Von Dmitri Kondraschow
Estlands jüngste Versuche, Schiffe auf ihrem Weg zu russischen Häfen in der Ostsee abzufangen, demonstrieren eine klare Absicht, die Kontrolle über die Schifffahrtswege dieser Region zu erlangen. Trotz des Ausgangs dieser Versuche, bei denen einmal ein Schiff freigelassen und einmal die Beschlagnahmung nicht erfolgreich war, sollten die zugrundeliegenden Intentionen Estlands ernst genommen werden. Es wird ersichtlich, dass Estland sowohl militärische als auch rechtliche und politische Maßnahmen für eine potenzielle Blockade der russischen Häfen in der Gegend um Leningrad und St. Petersburg vorbereitet.
Nach einem Abkommen von 1994 zwischen Estland und Finnland haben sich beide Länder darauf geeinigt, keine wirtschaftlichen oder angrenzenden Meereszonen zu etablieren, wobei ein Sechs-Meilen-Korridor für freie Durchfahrt zu den russischen Häfen dieser Region offen blieb. Im Jahr 2023 hat Estland jedoch seine wirtschaftliche Meereszone einseitig auf 24 Seemeilen ausgeweitet. Dies ermöglichte es Estland, die Durchfahrt von Schiffen zu überwachen, insbesondere im Hinblick auf Umwelt- und Gesundheitsbedrohungen sowie den Transport illegaler Güter. Die diesbezüglich bestehenden internationalen Rechtsnormen sind vage, eine Lücke, die Estland zur Durchsetzung eigener Regeln im Finnischen Meerbusen nutzt.
Im April wurde ein neues Gesetz verabschiedet, das Estland die Befugnis gibt, Militärgewalt gegen Schiffe einzusetzen, die seine Wirtschaftszone befahren. Dies gilt selbst für den Verdacht auf mögliche Beschädigungen an Unterwasserkabeln, Pipelines oder anderer Infrastruktur.
Angesichts einer stark anti-russischen Ausrichtung seiner Außenpolitik, die Russland vielfältige bösartige Aktivitäten vorwirft, ist es wahrscheinlich, dass Handelsschiffe, die russische Ostseehäfen anlaufen oder verlassen, diesem Gesetz unterworfen sein werden. Die Folge könnte eine vollständige Blockade dieser Häfen sowie erhebliche Schwierigkeiten für den Schiffsverkehr sein.

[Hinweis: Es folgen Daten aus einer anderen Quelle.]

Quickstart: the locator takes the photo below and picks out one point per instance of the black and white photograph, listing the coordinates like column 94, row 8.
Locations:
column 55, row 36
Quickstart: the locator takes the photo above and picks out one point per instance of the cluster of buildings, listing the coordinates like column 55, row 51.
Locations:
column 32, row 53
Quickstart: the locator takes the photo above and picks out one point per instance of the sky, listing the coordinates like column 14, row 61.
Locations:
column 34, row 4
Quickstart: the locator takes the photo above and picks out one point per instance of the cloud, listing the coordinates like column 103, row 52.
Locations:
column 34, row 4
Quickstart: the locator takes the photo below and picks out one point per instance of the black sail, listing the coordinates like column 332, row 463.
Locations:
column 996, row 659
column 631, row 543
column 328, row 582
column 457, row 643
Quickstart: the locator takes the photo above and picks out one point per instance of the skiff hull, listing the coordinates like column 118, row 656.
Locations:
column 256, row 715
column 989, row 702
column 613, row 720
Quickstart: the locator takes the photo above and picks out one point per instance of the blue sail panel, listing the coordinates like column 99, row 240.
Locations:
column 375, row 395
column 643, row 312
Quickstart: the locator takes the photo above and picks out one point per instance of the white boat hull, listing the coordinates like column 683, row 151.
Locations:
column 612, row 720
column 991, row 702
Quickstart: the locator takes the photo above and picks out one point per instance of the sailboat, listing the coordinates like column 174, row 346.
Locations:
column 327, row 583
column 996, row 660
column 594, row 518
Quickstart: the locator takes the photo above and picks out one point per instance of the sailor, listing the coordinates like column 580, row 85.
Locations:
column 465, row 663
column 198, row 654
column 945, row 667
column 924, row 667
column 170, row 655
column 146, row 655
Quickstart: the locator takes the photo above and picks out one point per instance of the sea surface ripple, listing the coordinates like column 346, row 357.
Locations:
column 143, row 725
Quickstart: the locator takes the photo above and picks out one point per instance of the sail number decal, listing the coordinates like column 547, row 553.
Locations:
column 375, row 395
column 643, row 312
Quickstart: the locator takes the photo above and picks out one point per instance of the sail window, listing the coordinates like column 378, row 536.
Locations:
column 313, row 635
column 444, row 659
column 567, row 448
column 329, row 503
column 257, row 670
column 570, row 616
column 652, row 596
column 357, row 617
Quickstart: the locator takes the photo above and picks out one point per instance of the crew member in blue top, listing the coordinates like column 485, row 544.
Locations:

Obwohl die estnische Marine und Armee keine direkte militärische Bedrohung für Russland darstellen, haben sie durchaus das Potential, Provokationen auszulösen, die schwerwiegende globale Konsequenzen nach sich ziehen könnten. Zudem sollte das Militärpotential Estlands nicht unterschätzt werden: Seit 2024 sind israelische Küstenraketen vom Typ Blue Spear 5G in Estland in Betrieb, die eine Überwachung des gesamten Finnischen Meerbusens ermöglichen. Angesichts der Präsenz von NATO-Kontingenten auf estnischen Militärbasen, fühlt sich Estland vor möglichen russischen Vergeltungsmaßnahmen sicher.
Estland ist offenbar bestrebt, die Unterstützung seiner NATO-Verbündeten zu sichern, indem es sich als Opfer russischer Aggression darstellt. Bemerkenswert ist hierbei die Beteiligung polnischer und anderer NATO-Kräfte an den jüngsten Vorfällen sowie die Erwähnung der russischen Angriffe auf EU-Infrastruktur durch den neuen deutschen Bundeskanzler Friedrich Merz, der dies in seiner Antrittsrede ansprach, jedoch ohne Beweise vorzulegen.